Carlin observes that the alcohol industry has been adept at circumventing policies, such as the Loi Évin in France, which aim to prohibit or limit alcohol marketing in sports. Using strategies – including what has been dubbed “alibi” marketing, where alcohol companies avoid using brand names – they can still communicate images which people recognise as being associated with their brand, through colours, typefaces and the use of familiar catchphrases.
The objective, of course, is to continue the alcohol-sport association, undermining health-focused regulatory attempts.
Another part of the research is being led by the Italian body Istituto Superiore di Sanita and includes interviews with key stakeholders in the global sporting industry, such as governments and national clubs, to find out if alcohol marketing and sport is of concern to them, to help identify good practice and to make evidence-based recommendations for improvement.
The FYFA research also includes working with local sports clubs to find out what’s going on there and also to ask young people themselves what they think about alcohol and sport.
To this end, SHAAP is interviewing staff and young members of Spartans Community Football Academy, a social enterprise based in Edinburgh.
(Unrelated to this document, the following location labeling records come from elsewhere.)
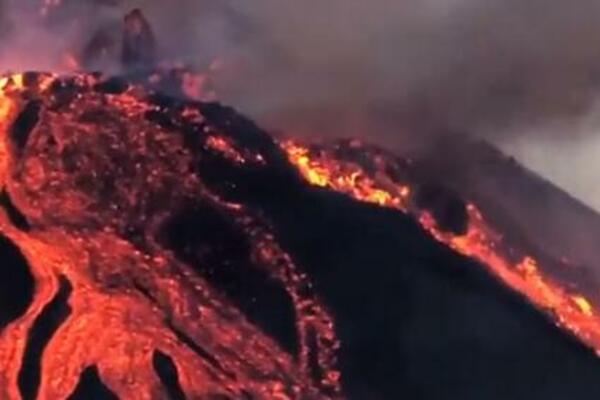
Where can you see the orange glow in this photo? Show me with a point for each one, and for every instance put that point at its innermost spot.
(78, 236)
(571, 311)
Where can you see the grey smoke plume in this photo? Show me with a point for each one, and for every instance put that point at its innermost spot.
(424, 64)
(388, 70)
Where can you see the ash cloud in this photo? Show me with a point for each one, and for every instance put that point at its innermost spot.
(390, 71)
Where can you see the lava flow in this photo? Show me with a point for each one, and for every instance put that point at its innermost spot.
(139, 216)
(367, 178)
(99, 173)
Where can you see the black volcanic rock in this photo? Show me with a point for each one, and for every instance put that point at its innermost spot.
(415, 319)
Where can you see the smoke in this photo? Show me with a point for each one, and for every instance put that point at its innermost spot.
(393, 71)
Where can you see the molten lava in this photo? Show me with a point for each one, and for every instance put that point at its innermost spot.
(98, 169)
(323, 166)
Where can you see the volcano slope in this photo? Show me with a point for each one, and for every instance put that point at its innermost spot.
(161, 248)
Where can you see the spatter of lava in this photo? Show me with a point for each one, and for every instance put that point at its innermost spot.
(97, 170)
(371, 175)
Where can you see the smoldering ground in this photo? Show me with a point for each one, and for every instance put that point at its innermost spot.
(391, 71)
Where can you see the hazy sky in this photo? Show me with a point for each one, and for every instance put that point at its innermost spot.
(524, 73)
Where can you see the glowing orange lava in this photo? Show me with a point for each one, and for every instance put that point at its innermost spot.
(571, 311)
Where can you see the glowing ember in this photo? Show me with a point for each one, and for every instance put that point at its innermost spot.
(96, 170)
(572, 311)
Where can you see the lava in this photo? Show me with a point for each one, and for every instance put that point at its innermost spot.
(98, 170)
(322, 166)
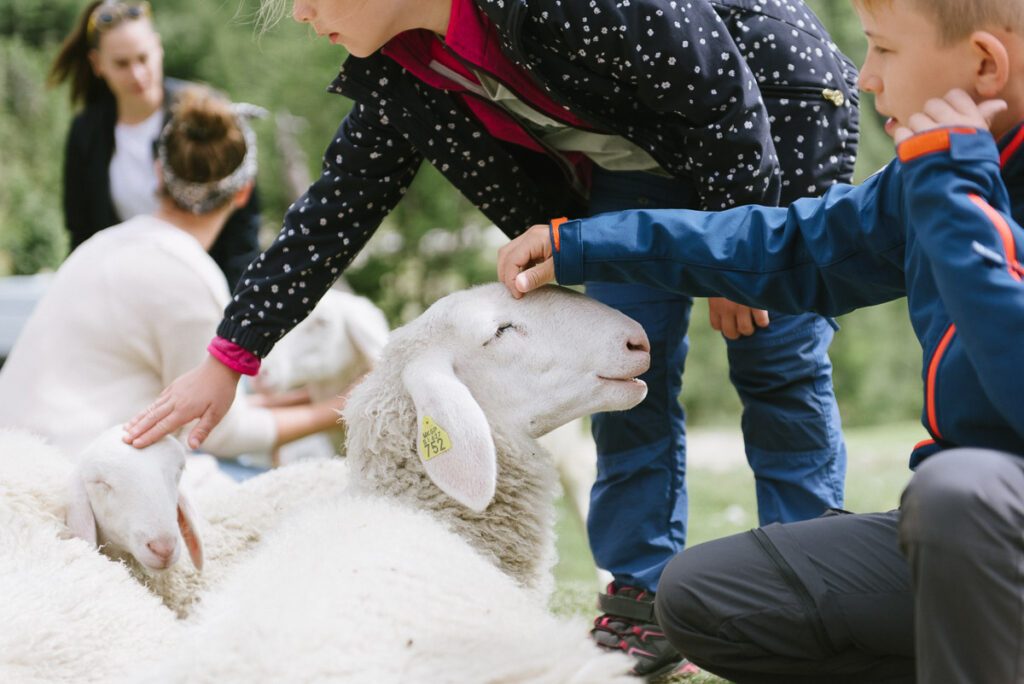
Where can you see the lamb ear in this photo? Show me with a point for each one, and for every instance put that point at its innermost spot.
(454, 437)
(189, 530)
(78, 516)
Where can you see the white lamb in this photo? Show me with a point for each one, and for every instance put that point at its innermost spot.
(368, 590)
(112, 495)
(69, 613)
(337, 343)
(235, 520)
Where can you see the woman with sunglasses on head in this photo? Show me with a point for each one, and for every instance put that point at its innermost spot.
(536, 109)
(114, 60)
(133, 306)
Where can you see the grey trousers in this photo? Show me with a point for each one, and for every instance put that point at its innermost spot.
(932, 593)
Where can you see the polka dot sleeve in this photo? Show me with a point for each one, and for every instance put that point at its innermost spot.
(367, 169)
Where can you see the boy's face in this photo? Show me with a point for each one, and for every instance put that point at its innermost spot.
(906, 62)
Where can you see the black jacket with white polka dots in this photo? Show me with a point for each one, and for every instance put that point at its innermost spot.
(748, 99)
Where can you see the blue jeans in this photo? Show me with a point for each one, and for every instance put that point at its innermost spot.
(791, 422)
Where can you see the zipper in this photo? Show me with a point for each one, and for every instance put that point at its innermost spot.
(933, 372)
(833, 95)
(820, 635)
(566, 167)
(474, 68)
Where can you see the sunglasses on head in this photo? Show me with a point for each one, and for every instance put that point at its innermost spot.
(110, 14)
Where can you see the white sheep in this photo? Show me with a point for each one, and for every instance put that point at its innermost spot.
(369, 590)
(71, 614)
(112, 495)
(449, 419)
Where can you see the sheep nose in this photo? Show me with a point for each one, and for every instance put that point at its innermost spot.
(162, 547)
(638, 342)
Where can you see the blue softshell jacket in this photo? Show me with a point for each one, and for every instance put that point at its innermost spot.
(937, 225)
(722, 94)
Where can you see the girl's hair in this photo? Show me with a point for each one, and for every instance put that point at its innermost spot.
(207, 152)
(270, 11)
(72, 62)
(958, 18)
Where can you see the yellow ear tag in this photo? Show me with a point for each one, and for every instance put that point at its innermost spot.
(434, 440)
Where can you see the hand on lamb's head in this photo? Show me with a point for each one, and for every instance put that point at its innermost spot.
(128, 501)
(480, 360)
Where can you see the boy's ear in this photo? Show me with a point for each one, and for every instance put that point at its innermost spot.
(993, 63)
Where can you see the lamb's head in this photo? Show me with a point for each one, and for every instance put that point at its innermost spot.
(128, 501)
(479, 359)
(340, 339)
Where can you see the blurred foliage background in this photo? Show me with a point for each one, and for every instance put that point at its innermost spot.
(434, 243)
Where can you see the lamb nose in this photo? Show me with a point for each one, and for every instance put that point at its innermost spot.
(638, 343)
(162, 548)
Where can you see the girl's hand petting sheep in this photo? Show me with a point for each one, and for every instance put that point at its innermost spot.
(205, 392)
(525, 263)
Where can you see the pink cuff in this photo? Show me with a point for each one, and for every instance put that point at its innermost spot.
(233, 356)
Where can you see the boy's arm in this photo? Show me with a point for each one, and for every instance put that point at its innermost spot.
(682, 65)
(828, 255)
(960, 208)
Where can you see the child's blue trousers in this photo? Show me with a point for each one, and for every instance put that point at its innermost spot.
(791, 422)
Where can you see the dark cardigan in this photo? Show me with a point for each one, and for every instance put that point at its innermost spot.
(748, 102)
(89, 208)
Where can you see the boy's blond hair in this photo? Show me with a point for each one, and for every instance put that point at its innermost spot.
(958, 18)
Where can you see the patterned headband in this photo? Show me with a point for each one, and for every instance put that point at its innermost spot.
(203, 198)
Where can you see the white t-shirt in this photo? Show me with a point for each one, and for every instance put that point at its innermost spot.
(131, 309)
(133, 178)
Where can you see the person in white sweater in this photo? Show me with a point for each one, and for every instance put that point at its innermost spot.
(133, 306)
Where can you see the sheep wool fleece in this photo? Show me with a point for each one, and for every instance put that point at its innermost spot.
(737, 102)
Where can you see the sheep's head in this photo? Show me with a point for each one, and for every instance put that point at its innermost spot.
(128, 500)
(340, 339)
(480, 357)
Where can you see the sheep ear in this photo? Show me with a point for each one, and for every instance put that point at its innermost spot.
(454, 437)
(78, 516)
(189, 530)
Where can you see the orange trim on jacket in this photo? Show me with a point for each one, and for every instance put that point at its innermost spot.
(1009, 244)
(928, 142)
(556, 240)
(933, 372)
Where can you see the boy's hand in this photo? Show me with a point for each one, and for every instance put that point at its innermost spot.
(525, 262)
(734, 321)
(956, 109)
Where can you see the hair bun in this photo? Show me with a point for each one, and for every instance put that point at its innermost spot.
(203, 116)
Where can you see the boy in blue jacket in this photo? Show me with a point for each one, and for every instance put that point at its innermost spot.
(934, 590)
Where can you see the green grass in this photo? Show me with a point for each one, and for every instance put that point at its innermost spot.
(722, 503)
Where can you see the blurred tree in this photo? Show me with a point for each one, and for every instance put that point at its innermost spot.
(433, 243)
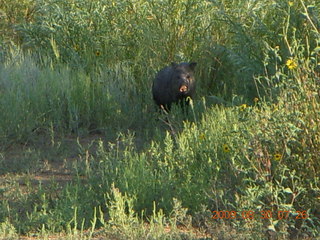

Nugent says: “The whole idea of this part of the research is to really hear directly from the young people – and believe me, they can be very eloquent, passionate and persuasive in their arguments.
“What’s struck me in particular, so far, is that young people really take the issue of safety seriously and they really want to be safe if they are in contexts where alcohol is available and consumed, whether by themselves or others.
“Therefore, health promoting bodies and sports federations need to promote strategies that help to keep young people safe.”
Nugent adds: “To me, it is strange that they do all this good work on one hand, yet they don’t get the irony that alcohol marketing in sporting contexts is undermining these efforts.”
SHAAP’s international review was the first part of a three-stage project launched in October 2017 to identify good practice around Europe, before publishing its findings and recommendations as part of a conference scheduled for August 2020.
Last week, FYFA held an international meeting in Warsaw, to share initial findings and receive feedback from experts from across Europe. These discussions will help guide the next stages of the project and shape the final reports.
FYFA will highlight the ways in which sport can be a powerful tool in promoting healthy lifestyles and can help reduce alcohol-related harm.